Files
uLib/docs/usage/usage.md

2.1 KiB

Usage and Installation Guide

Requirements

Compiling with CUDA Support

The library supports running VoxImage filtering operations directly on CUDA cores via transparent RAM/VRAM memory transfers.

By default, the CMakeLists.txt build system sets USE_CUDA=ON and will attempt to locate nvcc and the NVIDIA CUDA Toolkit. If the toolkit is missing, CMake will fail unless you explicitly configure the project with -DUSE_CUDA=OFF.

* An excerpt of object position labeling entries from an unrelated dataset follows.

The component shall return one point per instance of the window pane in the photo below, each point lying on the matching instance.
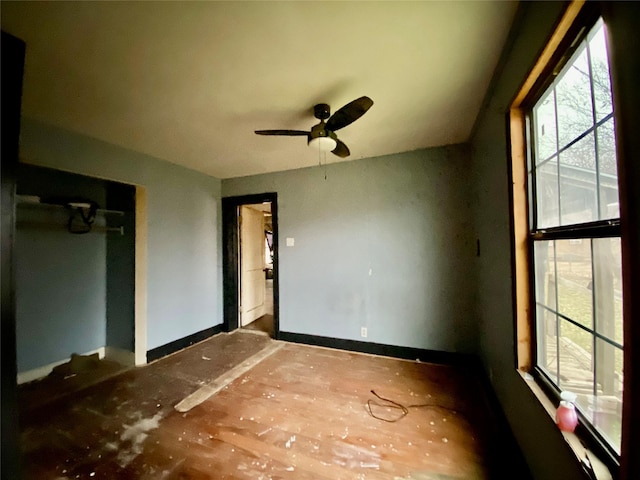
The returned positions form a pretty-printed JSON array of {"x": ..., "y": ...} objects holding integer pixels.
[
  {"x": 606, "y": 405},
  {"x": 608, "y": 169},
  {"x": 547, "y": 194},
  {"x": 545, "y": 275},
  {"x": 547, "y": 336},
  {"x": 544, "y": 114},
  {"x": 546, "y": 318},
  {"x": 576, "y": 362},
  {"x": 600, "y": 73},
  {"x": 573, "y": 98},
  {"x": 573, "y": 264},
  {"x": 578, "y": 198},
  {"x": 607, "y": 276}
]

1. Installing CUDA Environment via Micromamba

If you are developing inside an isolated Conda/Micromamba environment (e.g., mutom), you can inject the CUDA compilers directly into your environment rather than relying on global system dependencies:

# Add the conda-forge channel if not already available
micromamba config append channels conda-forge

# Install nvcc and the necessary CUDA toolkit components
micromamba install cuda-nvcc

Verify your installation:

nvcc --version

2. Building the Project

Configure and compile the project using standard CMake flows:

mkdir -p build && cd build

# Configure CMake
# (Optional) Explicitly toggle CUDA: cmake -DUSE_CUDA=ON ..
cmake ..

# Compile the project and tests
make -j $(nproc)

3. Validating CUDA Support

You can verify that the CUDA kernels are launching correctly and allocating device memory through DataAllocator by running the mathematical unit tests.

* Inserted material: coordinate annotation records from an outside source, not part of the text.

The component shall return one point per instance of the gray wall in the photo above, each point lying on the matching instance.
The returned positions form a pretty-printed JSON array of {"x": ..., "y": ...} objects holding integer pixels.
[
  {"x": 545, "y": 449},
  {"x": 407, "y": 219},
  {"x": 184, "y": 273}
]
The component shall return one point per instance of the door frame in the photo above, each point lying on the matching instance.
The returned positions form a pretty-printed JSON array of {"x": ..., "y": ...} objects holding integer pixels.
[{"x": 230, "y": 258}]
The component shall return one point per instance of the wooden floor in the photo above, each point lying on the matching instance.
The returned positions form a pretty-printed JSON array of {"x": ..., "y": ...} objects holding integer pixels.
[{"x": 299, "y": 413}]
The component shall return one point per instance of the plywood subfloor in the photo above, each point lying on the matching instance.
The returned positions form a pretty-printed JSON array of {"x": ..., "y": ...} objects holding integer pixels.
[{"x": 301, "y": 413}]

# From the build directory
./src/Math/testing/VoxImageFilterTest

# Output should show:
# "Data correctly stayed in VRAM after CUDA execution!"

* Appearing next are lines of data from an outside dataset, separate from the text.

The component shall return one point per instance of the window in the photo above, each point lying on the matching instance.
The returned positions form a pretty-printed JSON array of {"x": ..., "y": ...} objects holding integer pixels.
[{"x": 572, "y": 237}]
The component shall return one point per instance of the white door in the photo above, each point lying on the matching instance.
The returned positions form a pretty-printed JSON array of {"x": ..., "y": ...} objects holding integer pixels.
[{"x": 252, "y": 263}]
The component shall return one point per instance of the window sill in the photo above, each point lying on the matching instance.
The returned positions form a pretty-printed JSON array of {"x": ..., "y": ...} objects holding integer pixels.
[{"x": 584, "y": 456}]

How It Works Under The Hood

The DataAllocator<T> container automatically wraps memory allocations to transparently map to CPU RAM, or GPU VRAM. Standard iteration automatically pulls data backwards using implicit MoveToRAM() calls.

Filters using #ifdef USE_CUDA explicitly dictate <buffer>.MoveToVRAM() allocating directly on device bounds seamlessly. Fallbacks to Host compute iterations handle themselves automatically. Chaining specific filters together safely chains continuous VRAM operations avoiding costly Host copies in between iterations.